Association of baseline characteristics with adverse events, including profound hearing loss, was examined by univariate Cox proportional hazards regression models. Baseline characteristics evaluated included age at implantation, hearing loss duration, severe‐to‐profound hearing loss duration, etiology, and preoperative speech perception. None were found to be significantly associated with either outcome of an adverse event or profound hearing loss.

DISCUSSION

Results from this study support the conclusion that the Nucleus Hybrid System (Cochlear) delivers significantly improved speech understanding in quiet and noise compared to a hearing aid for individuals with bilateral, severe high‐frequency hearing loss. Ninety percent of subjects achieved the same or better performance on both speech perception measures when listening with the hybrid system. When using both ears, all subjects performed equal or better than preoperatively on both measures. The SSQ self‐assessment supported speech intelligibility results, with significant improvement on all scales and with greatest improvement on the Hearing Speech Scale. On overall listening satisfaction, the number of individuals satisfied increased from 8% preoperatively with amplification to 79% with the hybrid system.

This system delivers important high‐frequency information through electrical stimulation and the opportunity to combine it with beneficial low‐frequency residual hearing in one or both ears. Outcomes for five subjects undergoing revision surgery suggest that a standard CI remains a viable treatment when hybrid implantation does not meet expectations.

Current hearing aid technology often cannot provide audible, clear high‐frequency sound for individuals with this type of hearing loss. Individuals with substantial high‐frequency losses frequently have nonfunctional inner and outer hair cells; therefore, amplification cannot be effective. Individuals with precipitously sloping losses predictably are frustrated due to significant communication struggles; they regularly reject amplification, leaving them with no alternative treatments prior to availability of the hybrid system.
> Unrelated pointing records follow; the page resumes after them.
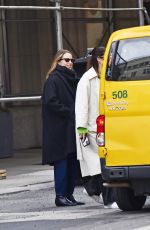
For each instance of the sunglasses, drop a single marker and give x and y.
(68, 59)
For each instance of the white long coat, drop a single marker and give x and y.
(86, 109)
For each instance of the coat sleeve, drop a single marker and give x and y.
(82, 103)
(51, 99)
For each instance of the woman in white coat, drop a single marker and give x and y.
(87, 110)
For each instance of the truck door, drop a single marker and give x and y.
(127, 103)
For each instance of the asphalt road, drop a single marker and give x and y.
(35, 209)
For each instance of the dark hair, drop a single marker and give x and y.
(96, 52)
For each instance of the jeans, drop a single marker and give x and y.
(65, 175)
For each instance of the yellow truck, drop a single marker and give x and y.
(123, 126)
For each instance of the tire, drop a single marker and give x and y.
(127, 201)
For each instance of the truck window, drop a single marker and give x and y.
(130, 60)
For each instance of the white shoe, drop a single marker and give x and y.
(112, 205)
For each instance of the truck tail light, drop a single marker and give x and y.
(100, 138)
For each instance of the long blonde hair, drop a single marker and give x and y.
(55, 61)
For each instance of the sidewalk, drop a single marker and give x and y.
(25, 172)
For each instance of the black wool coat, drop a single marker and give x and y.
(58, 115)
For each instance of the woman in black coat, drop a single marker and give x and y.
(58, 116)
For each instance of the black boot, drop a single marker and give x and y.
(61, 201)
(75, 202)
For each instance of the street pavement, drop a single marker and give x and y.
(27, 201)
(24, 171)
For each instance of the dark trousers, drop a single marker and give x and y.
(65, 175)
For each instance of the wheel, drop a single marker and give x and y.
(127, 201)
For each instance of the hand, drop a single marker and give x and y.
(82, 136)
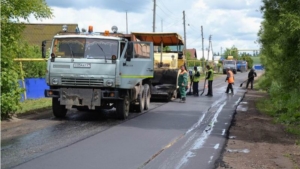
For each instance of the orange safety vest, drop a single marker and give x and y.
(230, 79)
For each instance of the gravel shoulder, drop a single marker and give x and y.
(256, 142)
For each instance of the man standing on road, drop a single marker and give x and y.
(182, 83)
(196, 78)
(251, 76)
(230, 79)
(210, 78)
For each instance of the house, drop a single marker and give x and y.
(35, 33)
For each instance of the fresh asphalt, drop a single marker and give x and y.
(172, 135)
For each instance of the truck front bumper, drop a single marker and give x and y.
(81, 97)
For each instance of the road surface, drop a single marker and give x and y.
(169, 135)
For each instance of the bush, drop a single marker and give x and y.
(33, 69)
(11, 45)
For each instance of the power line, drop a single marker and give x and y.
(166, 7)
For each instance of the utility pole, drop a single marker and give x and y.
(221, 52)
(212, 51)
(126, 23)
(154, 13)
(202, 42)
(209, 47)
(184, 33)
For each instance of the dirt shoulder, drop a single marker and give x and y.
(255, 141)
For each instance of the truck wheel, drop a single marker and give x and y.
(147, 96)
(82, 108)
(140, 106)
(59, 111)
(122, 108)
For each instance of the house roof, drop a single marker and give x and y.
(192, 52)
(34, 34)
(168, 38)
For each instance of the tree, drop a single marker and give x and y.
(166, 49)
(279, 38)
(12, 12)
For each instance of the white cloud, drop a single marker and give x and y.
(230, 23)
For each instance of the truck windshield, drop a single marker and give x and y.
(90, 48)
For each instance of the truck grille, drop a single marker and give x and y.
(81, 82)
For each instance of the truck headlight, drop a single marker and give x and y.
(54, 81)
(109, 83)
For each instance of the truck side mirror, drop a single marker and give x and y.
(129, 51)
(44, 49)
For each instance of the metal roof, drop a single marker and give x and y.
(168, 38)
(87, 36)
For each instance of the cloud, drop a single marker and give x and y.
(234, 22)
(135, 6)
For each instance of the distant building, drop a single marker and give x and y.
(35, 33)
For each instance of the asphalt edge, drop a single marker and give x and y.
(219, 162)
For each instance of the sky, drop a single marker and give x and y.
(234, 22)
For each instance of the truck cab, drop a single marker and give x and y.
(229, 64)
(99, 71)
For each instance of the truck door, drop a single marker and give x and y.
(138, 64)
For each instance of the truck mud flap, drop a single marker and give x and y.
(80, 97)
(165, 76)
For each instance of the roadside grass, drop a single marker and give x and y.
(32, 105)
(256, 60)
(266, 106)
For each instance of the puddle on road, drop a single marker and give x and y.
(238, 150)
(242, 106)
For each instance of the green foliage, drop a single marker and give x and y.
(11, 45)
(188, 55)
(33, 69)
(279, 37)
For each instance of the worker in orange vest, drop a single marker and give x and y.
(230, 79)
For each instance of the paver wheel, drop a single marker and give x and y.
(147, 96)
(122, 108)
(59, 111)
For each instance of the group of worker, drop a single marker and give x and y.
(195, 78)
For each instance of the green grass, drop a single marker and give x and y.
(31, 105)
(256, 60)
(266, 106)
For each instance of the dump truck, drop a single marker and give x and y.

Limitations to the study include the nonrandomized design, limited sample size, and duration of follow‐up. Using subjects as their own control enables clinically meaningful comparisons that account for patient heterogeneity, and use of standardized objective measures of hearing helps ensure validity. The effect and sample size were large enough to produce statistically significant improvements after 6 months follow‐up; additional longer term follow‐up for safety and study of the device in larger and diverse subgroups is important.

CONCLUSION

The hybrid system successfully provides high‐frequency sensitivity essential for good speech understanding. Typically, this is not accessible through amplification for individuals with bilateral severe high‐frequency hearing loss and beneficial, aidable low‐frequency hearing. This system is a new and effective treatment that provides clinically significant improvements in speech understanding through integrated electric and acoustic stimulation in the implanted ear, with additional benefit when listening using both ears—thus fulfilling a need in individuals who to date have had no other treatment options.